Stream.cycle([1,2,3]) |> Enum.take(10)

It's very common to have a file that is too large to efficiently load into memory, but perhaps you want to perform an operation on each line - generate a report, sum some fields in a CSV, etc. You can generate a stream around the file using Stream.resource/3. We'll generate a stream of the system's dictionary file:

file_stream = Stream.resource(fn -> File.open!("/usr/share/dict/words") end,
                              fn(file) -> 
                                case IO.read(file, :line) do
                                  data when is_binary(data) -> {data, file}
                                  _ -> nil
                              fn(file) -> File.close(file) end)

Here, the first argument provides the resource. The second argument describes how to iterate through the resource. It returns a tuple containing two elements: the data to be returned from this iteration, and the resource. If it returns nil, the stream is considered finished. Finally, the last function describes how to close out the resource when the stream is done.

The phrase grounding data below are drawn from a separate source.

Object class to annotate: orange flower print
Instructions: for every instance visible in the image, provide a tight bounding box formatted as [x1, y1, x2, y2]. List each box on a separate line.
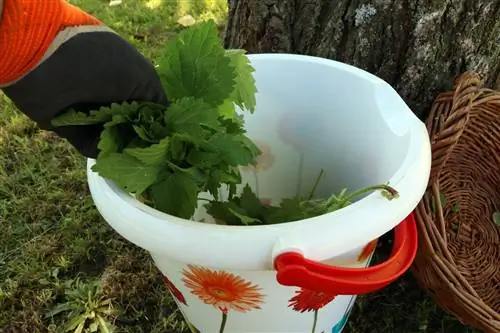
[289, 289, 337, 313]
[241, 141, 275, 172]
[162, 275, 187, 306]
[278, 114, 301, 149]
[357, 239, 378, 262]
[278, 112, 321, 150]
[182, 265, 264, 333]
[260, 198, 272, 206]
[289, 288, 337, 333]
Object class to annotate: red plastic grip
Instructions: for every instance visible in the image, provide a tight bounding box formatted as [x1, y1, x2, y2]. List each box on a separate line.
[274, 212, 418, 295]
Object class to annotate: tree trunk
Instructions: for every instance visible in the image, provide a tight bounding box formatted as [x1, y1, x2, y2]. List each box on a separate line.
[224, 0, 500, 119]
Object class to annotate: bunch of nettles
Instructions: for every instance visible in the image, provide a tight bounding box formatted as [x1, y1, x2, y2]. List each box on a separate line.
[53, 20, 260, 219]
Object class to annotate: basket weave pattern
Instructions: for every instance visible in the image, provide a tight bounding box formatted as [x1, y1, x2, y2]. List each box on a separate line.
[412, 72, 500, 333]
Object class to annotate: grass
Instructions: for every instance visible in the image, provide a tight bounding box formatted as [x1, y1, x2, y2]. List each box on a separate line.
[0, 1, 482, 332]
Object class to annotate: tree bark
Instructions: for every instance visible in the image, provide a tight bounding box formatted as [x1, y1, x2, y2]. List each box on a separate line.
[224, 0, 500, 119]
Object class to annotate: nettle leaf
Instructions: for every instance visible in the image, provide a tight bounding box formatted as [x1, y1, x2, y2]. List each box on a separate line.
[211, 168, 241, 185]
[168, 133, 194, 162]
[204, 185, 266, 226]
[227, 207, 262, 225]
[51, 109, 109, 127]
[132, 103, 169, 142]
[148, 122, 169, 140]
[205, 168, 241, 198]
[208, 133, 257, 166]
[97, 126, 121, 158]
[205, 201, 237, 224]
[52, 101, 147, 127]
[104, 114, 129, 128]
[219, 116, 245, 134]
[238, 184, 264, 216]
[166, 97, 220, 136]
[225, 49, 257, 113]
[239, 135, 261, 157]
[91, 153, 159, 194]
[267, 198, 305, 224]
[123, 137, 170, 165]
[137, 104, 167, 128]
[205, 200, 261, 226]
[158, 20, 236, 106]
[217, 99, 246, 130]
[132, 125, 155, 143]
[107, 101, 148, 119]
[137, 102, 167, 119]
[186, 150, 221, 168]
[218, 99, 236, 119]
[149, 171, 199, 219]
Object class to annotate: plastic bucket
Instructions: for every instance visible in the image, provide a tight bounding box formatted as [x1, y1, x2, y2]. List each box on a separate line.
[87, 54, 431, 333]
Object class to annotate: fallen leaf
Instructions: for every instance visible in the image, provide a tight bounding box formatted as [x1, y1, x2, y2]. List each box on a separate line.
[109, 0, 122, 6]
[177, 15, 196, 27]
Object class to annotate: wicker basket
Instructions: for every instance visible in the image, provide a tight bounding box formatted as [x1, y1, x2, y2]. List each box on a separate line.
[412, 71, 500, 333]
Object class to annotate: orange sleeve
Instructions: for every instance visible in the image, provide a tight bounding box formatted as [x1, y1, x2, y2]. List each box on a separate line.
[0, 0, 101, 85]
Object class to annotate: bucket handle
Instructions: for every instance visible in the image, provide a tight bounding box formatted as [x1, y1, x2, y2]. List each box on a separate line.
[274, 212, 418, 295]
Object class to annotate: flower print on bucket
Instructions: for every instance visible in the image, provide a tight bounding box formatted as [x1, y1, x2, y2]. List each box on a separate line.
[289, 288, 337, 333]
[259, 198, 272, 206]
[278, 111, 324, 150]
[182, 265, 265, 333]
[162, 275, 187, 306]
[241, 140, 275, 172]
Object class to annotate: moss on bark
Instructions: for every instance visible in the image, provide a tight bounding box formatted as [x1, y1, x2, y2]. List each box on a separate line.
[224, 0, 500, 119]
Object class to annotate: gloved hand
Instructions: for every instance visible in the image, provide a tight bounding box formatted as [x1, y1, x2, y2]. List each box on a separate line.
[0, 0, 167, 158]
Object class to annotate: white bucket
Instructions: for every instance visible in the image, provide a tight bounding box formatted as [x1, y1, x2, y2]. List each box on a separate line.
[87, 54, 431, 333]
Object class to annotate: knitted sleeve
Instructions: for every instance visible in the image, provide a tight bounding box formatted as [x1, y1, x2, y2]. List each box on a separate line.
[0, 0, 102, 86]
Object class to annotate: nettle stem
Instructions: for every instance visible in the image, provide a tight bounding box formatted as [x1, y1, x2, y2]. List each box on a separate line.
[307, 169, 324, 200]
[343, 184, 399, 203]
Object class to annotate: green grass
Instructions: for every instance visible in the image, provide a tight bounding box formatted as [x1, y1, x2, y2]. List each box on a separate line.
[0, 1, 482, 332]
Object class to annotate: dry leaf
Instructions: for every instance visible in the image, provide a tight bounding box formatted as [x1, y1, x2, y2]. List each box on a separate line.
[177, 15, 196, 27]
[109, 0, 122, 6]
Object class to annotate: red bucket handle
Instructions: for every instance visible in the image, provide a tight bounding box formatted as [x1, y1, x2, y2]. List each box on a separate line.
[274, 212, 418, 295]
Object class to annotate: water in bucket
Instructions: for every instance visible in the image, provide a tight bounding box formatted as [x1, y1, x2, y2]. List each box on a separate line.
[87, 54, 431, 333]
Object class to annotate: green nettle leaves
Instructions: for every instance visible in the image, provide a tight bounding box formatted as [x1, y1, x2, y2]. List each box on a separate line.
[205, 180, 400, 226]
[52, 19, 398, 225]
[149, 171, 199, 220]
[123, 137, 170, 165]
[52, 102, 145, 127]
[157, 20, 236, 107]
[91, 153, 160, 195]
[51, 19, 260, 220]
[225, 49, 257, 113]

Let's take 10 words from the dictionary, each 200 words apart:

file_stream |> Stream.take_every(200) |> Enum.take(10)

If you want to see the difference in lazy evaluation and eager evaluation, change the take_every call to be from the Enum module. I'm not going to do it here because it's boring, but the call takes around 3 minutes to complete for me.

Let's create a stream which cycles the 2001st through 2005th words in the dictionary:

file_stream |> Stream.drop(2000) |> Stream.take(4) |> Enum.to_list |> Stream.cycle |> Enum.take(20)

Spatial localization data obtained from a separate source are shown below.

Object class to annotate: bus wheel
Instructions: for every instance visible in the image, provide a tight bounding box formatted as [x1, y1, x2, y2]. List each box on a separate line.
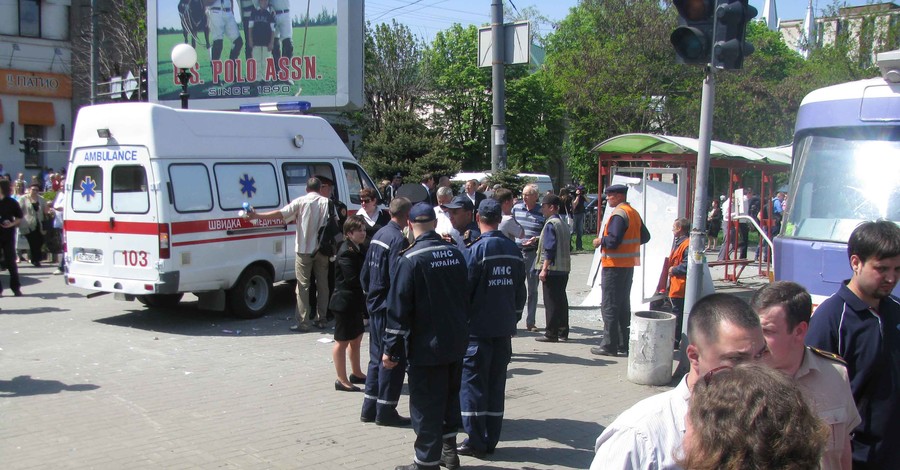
[136, 293, 184, 309]
[229, 267, 272, 319]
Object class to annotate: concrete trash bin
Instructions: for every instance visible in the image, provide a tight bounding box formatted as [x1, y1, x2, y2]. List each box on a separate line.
[627, 310, 677, 386]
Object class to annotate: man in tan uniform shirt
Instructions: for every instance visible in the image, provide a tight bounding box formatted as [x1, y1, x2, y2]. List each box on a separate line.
[752, 281, 860, 470]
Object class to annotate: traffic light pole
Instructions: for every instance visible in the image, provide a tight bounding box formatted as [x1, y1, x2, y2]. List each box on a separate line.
[677, 66, 716, 373]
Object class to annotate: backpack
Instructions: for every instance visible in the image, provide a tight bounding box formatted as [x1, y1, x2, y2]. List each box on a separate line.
[315, 200, 342, 257]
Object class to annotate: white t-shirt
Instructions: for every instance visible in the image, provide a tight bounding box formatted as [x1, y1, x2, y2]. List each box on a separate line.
[279, 191, 330, 255]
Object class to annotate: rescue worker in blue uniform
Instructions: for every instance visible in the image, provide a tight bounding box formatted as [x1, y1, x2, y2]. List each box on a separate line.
[359, 197, 412, 427]
[441, 195, 480, 252]
[806, 220, 900, 469]
[384, 202, 470, 470]
[457, 198, 526, 459]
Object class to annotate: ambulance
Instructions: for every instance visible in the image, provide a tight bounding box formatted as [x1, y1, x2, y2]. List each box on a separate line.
[63, 103, 378, 318]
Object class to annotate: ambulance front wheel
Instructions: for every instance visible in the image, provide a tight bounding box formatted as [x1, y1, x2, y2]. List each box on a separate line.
[229, 266, 273, 318]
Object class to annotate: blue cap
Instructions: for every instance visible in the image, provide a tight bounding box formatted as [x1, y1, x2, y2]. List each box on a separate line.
[409, 202, 436, 223]
[442, 195, 475, 210]
[605, 184, 628, 194]
[477, 198, 502, 218]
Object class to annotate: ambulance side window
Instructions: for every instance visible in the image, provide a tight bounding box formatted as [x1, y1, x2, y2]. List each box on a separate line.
[112, 166, 150, 214]
[71, 166, 103, 213]
[342, 162, 378, 205]
[282, 163, 337, 201]
[169, 164, 213, 213]
[214, 163, 280, 211]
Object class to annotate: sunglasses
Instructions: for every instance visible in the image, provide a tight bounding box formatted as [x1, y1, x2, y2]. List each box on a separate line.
[360, 198, 372, 203]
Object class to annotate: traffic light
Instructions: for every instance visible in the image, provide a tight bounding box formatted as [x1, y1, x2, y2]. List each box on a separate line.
[139, 67, 148, 101]
[712, 0, 758, 69]
[671, 0, 714, 65]
[18, 138, 39, 156]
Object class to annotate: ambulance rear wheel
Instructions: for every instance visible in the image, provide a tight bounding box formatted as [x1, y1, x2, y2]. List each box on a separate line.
[137, 293, 184, 309]
[229, 267, 272, 319]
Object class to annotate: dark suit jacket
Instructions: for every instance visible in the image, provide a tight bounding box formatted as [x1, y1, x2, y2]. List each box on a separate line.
[328, 240, 366, 314]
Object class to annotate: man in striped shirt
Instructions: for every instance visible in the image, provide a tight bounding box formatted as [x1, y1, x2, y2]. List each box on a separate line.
[511, 184, 545, 331]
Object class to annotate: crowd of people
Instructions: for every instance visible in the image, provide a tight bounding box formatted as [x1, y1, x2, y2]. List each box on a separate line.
[247, 172, 898, 470]
[0, 169, 67, 299]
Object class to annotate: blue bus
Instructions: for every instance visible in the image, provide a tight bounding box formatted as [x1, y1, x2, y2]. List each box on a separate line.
[775, 50, 900, 306]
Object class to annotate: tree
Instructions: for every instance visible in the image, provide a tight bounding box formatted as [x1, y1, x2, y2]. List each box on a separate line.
[359, 109, 460, 184]
[71, 0, 147, 102]
[544, 0, 691, 188]
[423, 24, 494, 170]
[504, 70, 566, 175]
[363, 20, 427, 135]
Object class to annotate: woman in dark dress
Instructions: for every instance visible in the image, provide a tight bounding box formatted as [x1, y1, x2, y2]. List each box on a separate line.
[328, 215, 368, 392]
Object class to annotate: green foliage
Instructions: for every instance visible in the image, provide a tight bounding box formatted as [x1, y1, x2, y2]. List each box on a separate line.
[363, 20, 426, 134]
[505, 70, 566, 174]
[358, 109, 460, 184]
[423, 24, 493, 170]
[486, 169, 529, 196]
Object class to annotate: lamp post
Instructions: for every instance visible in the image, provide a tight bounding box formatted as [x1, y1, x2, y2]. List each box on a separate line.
[171, 44, 197, 109]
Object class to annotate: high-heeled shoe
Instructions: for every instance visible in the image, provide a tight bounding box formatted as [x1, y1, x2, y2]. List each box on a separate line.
[349, 374, 366, 384]
[334, 380, 360, 392]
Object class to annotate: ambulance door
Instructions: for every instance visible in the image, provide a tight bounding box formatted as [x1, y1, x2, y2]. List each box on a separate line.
[279, 161, 339, 280]
[68, 147, 159, 283]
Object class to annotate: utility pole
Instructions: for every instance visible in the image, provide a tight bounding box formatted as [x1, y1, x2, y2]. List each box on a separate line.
[490, 0, 507, 171]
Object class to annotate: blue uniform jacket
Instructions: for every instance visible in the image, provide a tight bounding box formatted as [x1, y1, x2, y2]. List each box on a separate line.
[465, 230, 526, 338]
[806, 282, 900, 466]
[384, 231, 470, 366]
[360, 221, 409, 317]
[459, 221, 480, 252]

I should note that I wouldn't expect the call to Enum.to_list to be required, but Stream.cycle doesn't repeat if you take it out. I've filed this as a bug against the language since I would expect Stream to be a fine analogue for Enum in most cases, and this one of them. I added a link to it in the Resources section if you're interested.

You can still get items with their indices, which is convenient in lots of ways:

file_stream |> Stream.drop(2000) |> Stream.take(4) |> Enum.to_list |> Stream.cycle |> Stream.with_index |> Enum.take(20)

We can also easily filter results from the stream. Let's reject any words with a, b, c, d, or e in them. The elements that return true from the function in the filter will be the ones returned, just as a reminder:

# Don't forget to write this one from scratch, unlike the above derp
file_stream |> Stream.filter(fn(x) -> !Regex.match?(~r/[abcde]/i, x) end) |> Enum.take(20)

You can still use filter_map:

file_stream |> Stream.filter_map(fn(x) -> !Regex.match?(~r/[abcde]/i, x) end, fn(x) -> String.upcase(x) end) |> Enum.take(20)


Alright, that's not all of the functions available in Stream, but it's a pretty representative sample and a nice intro. See you soon!